Our study is limited by several methodological factors. First, there is no untreated or placebo-treated control group in this analysis. Changes observed in symptom severity may thus not be related to treatment per se. They may result from the passage of time, or from nonspecific factors such as attention, rather than from specific therapeutic orientation. However, as mentioned above, previous analyses23 have determined that patients treated with STDP showed significantly more improvement than a wait-list control group (n = 26) on measures including Target Complaints, SCL90, and Social Adjustment Scale. Thus, STDP appears to be an active treatment, appropriate for use as a comparison group in a study of supportive therapy. Second, sample sizes are small, particularly at follow-up, and data are absent for study dropouts. Third, our samples differed in therapist experience and age. Although these differences were generally not statistically significant in predicting outcome (with the exception of a trend on the PTC), in future studies we would attempt to eliminate such differences. Fourth, brief dynamic psychotherapies vary widely in their approaches, and STDP may not represent “typical” brief psychodynamic therapies practiced in the community. Hence, our conclusions must remain tentative at this point.
However, our study has certain strengths as well. Therapists were trained according to manual-based therapies; the study has a randomized prospective design; and all sessions are videotaped and thus available for retrospective review regarding therapist adherence and competence as well as therapeutic process.

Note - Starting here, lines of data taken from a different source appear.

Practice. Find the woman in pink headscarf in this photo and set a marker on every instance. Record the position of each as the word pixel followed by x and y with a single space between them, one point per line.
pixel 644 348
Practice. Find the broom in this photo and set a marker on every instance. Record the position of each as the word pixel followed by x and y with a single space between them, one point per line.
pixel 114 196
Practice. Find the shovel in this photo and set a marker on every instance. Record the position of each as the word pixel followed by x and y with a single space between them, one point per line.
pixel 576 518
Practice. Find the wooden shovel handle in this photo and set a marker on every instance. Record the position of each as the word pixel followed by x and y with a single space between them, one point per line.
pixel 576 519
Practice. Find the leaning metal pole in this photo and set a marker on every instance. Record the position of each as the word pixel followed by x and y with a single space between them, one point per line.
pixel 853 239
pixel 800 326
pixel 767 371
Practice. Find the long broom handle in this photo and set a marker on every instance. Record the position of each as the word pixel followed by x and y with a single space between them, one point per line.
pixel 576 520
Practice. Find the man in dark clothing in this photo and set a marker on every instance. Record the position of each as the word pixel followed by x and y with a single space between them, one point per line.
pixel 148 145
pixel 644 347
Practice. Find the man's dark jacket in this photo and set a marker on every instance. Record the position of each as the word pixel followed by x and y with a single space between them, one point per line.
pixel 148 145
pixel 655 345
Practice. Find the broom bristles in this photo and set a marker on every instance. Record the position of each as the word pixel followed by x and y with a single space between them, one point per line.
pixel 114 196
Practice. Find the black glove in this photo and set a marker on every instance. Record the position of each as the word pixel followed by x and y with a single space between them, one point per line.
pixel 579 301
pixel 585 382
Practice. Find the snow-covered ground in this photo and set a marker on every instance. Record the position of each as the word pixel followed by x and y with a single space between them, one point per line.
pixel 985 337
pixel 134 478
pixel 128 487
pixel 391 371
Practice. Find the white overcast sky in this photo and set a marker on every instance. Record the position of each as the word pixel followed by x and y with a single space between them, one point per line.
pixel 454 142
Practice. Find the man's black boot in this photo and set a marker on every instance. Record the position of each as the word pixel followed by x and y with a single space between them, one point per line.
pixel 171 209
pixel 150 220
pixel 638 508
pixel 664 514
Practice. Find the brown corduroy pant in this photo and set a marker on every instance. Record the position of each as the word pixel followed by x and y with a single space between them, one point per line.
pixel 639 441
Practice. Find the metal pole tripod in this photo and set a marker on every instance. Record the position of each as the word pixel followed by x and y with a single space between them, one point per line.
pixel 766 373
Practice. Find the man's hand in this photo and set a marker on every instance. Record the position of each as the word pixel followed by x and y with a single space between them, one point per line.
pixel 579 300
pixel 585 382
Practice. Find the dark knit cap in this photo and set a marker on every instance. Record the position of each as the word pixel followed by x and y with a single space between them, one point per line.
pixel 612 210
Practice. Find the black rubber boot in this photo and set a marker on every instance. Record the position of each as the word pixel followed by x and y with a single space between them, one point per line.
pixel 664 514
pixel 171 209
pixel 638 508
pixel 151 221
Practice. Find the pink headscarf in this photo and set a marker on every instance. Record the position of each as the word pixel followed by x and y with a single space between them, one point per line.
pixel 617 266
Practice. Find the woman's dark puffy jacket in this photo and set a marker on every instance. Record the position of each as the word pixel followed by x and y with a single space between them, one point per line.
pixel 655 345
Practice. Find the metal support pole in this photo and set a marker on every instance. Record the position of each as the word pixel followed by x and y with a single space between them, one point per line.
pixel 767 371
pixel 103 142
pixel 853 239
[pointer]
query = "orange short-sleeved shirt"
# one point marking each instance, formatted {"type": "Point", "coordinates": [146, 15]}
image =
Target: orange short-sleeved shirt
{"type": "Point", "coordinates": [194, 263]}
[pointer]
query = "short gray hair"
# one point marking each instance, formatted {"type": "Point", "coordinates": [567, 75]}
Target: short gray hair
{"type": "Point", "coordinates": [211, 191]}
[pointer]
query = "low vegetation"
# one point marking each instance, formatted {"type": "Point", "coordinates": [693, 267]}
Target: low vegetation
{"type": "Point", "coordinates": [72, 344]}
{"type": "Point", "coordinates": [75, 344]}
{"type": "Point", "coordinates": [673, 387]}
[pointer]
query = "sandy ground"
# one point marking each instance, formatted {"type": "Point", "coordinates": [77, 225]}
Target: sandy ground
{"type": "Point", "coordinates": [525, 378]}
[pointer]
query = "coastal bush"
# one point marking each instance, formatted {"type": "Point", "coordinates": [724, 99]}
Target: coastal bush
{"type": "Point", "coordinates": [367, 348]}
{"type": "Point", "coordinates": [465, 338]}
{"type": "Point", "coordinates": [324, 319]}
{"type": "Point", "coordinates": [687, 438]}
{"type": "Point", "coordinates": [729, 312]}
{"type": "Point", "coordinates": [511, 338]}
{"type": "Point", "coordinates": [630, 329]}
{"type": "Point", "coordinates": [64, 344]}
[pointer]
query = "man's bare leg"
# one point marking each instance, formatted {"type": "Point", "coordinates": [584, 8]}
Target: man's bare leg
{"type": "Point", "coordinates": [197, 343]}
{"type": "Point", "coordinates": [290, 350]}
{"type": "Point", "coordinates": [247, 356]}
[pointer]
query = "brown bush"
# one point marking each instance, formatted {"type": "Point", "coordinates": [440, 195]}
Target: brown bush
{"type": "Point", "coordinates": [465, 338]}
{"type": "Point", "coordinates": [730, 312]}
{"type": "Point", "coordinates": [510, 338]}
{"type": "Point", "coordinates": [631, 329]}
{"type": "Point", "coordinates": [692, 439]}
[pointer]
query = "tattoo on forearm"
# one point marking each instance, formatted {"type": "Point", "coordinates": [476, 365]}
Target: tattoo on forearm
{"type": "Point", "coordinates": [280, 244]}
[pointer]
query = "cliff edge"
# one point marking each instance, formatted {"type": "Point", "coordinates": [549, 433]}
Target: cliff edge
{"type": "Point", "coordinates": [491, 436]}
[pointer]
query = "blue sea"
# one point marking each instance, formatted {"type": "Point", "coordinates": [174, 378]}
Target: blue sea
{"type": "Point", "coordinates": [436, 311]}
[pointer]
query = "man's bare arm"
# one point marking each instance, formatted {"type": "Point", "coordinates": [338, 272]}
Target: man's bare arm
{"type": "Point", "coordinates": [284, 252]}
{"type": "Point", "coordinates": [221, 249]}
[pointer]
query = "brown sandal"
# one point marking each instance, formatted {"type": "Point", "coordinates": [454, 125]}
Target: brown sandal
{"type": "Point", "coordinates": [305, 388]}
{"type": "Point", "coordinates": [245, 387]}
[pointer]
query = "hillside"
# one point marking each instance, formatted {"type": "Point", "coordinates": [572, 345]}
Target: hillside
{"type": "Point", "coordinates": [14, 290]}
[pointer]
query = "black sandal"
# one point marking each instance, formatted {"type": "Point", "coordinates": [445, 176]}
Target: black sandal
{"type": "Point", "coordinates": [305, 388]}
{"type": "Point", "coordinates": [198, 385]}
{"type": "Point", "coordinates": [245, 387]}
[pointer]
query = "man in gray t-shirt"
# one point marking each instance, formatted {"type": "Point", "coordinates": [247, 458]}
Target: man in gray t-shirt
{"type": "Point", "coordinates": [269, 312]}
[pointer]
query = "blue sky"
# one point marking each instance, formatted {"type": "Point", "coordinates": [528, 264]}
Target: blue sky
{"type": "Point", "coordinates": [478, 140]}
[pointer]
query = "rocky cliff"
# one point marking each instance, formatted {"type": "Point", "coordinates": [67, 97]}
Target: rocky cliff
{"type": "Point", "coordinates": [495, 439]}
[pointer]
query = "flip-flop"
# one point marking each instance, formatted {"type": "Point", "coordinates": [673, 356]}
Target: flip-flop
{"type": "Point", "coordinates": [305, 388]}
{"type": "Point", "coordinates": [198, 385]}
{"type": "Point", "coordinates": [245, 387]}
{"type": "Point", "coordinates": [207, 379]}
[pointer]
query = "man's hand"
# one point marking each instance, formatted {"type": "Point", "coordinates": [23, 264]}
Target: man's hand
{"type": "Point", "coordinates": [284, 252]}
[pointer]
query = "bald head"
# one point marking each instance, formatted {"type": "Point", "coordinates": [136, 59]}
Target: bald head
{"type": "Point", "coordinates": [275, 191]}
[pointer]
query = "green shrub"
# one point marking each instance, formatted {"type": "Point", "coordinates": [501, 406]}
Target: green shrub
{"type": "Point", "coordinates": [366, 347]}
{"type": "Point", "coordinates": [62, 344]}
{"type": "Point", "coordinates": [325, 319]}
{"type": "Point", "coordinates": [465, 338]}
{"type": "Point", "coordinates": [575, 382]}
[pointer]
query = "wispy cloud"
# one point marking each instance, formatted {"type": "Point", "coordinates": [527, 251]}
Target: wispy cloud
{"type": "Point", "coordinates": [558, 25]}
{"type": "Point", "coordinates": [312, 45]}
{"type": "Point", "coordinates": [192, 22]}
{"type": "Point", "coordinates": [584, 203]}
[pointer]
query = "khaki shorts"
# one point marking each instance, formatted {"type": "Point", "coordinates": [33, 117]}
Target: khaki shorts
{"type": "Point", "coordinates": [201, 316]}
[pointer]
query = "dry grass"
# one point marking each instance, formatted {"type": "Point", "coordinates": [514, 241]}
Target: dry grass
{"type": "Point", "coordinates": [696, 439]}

Also, data include postsession ratings by patients as well as a variety of rating inventories for areas including target complaints, psychiatric symptomatology, and interpersonal problems.

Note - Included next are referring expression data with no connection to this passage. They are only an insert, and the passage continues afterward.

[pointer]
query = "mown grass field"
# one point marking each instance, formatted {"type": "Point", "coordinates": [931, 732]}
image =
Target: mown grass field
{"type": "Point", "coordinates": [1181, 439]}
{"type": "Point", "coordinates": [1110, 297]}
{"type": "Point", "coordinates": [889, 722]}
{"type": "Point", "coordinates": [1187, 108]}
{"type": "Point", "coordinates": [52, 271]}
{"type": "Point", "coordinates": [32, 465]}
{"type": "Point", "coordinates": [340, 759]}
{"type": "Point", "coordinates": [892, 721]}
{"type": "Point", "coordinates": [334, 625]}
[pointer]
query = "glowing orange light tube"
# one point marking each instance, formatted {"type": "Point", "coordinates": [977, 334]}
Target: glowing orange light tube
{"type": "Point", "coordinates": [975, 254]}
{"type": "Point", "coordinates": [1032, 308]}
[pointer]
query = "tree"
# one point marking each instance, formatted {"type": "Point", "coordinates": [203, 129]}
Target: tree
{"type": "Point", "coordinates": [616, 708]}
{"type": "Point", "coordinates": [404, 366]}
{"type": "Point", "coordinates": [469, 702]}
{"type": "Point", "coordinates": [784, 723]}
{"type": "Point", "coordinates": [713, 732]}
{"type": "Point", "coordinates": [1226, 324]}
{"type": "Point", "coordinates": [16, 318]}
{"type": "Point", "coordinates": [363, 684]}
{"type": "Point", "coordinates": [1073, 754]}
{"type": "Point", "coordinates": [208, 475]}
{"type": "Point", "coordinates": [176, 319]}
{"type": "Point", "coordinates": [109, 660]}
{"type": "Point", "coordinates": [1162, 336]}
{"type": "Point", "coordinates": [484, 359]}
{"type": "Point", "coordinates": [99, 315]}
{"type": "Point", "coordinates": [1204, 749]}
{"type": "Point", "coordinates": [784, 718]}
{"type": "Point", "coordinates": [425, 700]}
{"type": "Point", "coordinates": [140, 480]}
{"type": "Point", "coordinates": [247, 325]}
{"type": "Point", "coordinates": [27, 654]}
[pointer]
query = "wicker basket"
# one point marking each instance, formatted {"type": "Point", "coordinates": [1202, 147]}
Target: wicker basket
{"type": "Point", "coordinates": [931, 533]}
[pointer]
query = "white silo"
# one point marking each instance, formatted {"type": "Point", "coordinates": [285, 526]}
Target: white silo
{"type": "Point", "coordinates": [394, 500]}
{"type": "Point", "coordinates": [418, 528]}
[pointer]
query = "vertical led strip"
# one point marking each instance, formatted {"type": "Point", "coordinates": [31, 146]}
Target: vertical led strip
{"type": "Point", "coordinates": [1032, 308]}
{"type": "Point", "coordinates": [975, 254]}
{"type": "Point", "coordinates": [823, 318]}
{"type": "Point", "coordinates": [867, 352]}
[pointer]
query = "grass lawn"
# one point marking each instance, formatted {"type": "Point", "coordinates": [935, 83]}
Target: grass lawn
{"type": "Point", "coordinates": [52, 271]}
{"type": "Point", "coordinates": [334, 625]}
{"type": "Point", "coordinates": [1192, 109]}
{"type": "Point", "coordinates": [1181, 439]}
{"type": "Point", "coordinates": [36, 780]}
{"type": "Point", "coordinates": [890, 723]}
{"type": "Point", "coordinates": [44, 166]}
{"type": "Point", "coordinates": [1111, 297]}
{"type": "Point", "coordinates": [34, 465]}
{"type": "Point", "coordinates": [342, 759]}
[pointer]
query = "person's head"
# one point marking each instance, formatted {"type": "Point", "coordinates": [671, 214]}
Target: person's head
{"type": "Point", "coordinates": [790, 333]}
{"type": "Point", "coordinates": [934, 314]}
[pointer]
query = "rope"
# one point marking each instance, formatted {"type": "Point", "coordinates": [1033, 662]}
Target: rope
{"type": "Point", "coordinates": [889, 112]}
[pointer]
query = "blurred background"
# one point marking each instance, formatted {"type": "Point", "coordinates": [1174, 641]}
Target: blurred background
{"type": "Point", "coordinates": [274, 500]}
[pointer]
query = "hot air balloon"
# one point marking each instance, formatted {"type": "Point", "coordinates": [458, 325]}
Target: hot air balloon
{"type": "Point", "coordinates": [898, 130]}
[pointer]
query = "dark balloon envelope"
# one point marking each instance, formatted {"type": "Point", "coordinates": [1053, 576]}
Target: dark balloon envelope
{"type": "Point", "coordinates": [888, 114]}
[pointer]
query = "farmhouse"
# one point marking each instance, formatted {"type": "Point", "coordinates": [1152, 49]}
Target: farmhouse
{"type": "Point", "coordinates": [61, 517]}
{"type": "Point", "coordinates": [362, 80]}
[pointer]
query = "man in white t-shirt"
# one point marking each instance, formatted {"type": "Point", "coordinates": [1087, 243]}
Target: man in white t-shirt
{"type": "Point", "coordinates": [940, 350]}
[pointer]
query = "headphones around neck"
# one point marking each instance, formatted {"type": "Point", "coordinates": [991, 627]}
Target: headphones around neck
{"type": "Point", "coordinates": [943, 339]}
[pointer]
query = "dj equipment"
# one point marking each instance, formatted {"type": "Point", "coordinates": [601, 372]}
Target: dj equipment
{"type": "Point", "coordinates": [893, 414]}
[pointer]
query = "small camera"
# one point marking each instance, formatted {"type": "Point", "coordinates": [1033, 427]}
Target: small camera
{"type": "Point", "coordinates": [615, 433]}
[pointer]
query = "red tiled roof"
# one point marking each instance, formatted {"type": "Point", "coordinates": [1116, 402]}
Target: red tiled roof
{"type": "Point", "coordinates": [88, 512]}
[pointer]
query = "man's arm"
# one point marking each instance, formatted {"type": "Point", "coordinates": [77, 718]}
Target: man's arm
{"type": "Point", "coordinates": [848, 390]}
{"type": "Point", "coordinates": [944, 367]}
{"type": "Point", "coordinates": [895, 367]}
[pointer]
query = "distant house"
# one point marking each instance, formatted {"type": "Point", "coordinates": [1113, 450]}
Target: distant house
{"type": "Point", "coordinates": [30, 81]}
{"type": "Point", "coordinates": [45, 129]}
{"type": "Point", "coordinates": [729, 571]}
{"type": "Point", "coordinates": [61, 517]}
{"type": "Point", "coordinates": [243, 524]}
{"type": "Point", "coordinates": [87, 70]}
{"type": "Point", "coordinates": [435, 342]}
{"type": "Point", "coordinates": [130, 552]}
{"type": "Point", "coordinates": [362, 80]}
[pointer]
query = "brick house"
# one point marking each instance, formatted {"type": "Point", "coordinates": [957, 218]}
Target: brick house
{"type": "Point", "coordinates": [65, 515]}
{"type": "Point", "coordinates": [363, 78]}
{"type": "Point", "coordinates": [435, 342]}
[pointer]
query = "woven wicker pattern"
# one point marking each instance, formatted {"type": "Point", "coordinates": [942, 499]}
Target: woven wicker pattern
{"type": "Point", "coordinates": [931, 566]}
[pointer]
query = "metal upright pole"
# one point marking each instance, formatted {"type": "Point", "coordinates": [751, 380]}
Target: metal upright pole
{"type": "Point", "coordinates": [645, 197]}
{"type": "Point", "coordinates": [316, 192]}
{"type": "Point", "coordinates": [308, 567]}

In the debate about Smith and colleagues' meta-analyses48,49 of psychotherapy outcomes, Luborsky and colleagues have asked50,51 whether “everyone has won and all must have prizes.” In this spirit, our group has somewhat facetiously claimed for supportive therapy that “in case of a tie, we win.”52 Our current data do not definitively demonstrate the equivalency of therapeutic approaches, which would require a much larger sample size. However, they do suggest potential benefits for supportive psychotherapy. The approaches of supportive therapy may be more familiar and comfortable for many patients than the abstaining (or confrontational) approaches of expressive therapies. Supportive psychotherapy may also be applicable to a wider range of patients than traditional expressive therapy.
Our preliminary findings suggest the need for more serious attention from psychotherapy researchers. Theorists might also pay more significant attention to supportive therapy and might reconceptualize belief systems about the mechanisms of change in psychotherapy. Further, given the widespread use of this modality of treatment,2 our findings suggest22 that mental health clinicians should be taught the modality of supportive therapy with formal didactic training and supervision, similar to training in expressive or cognitive-behavioral therapies.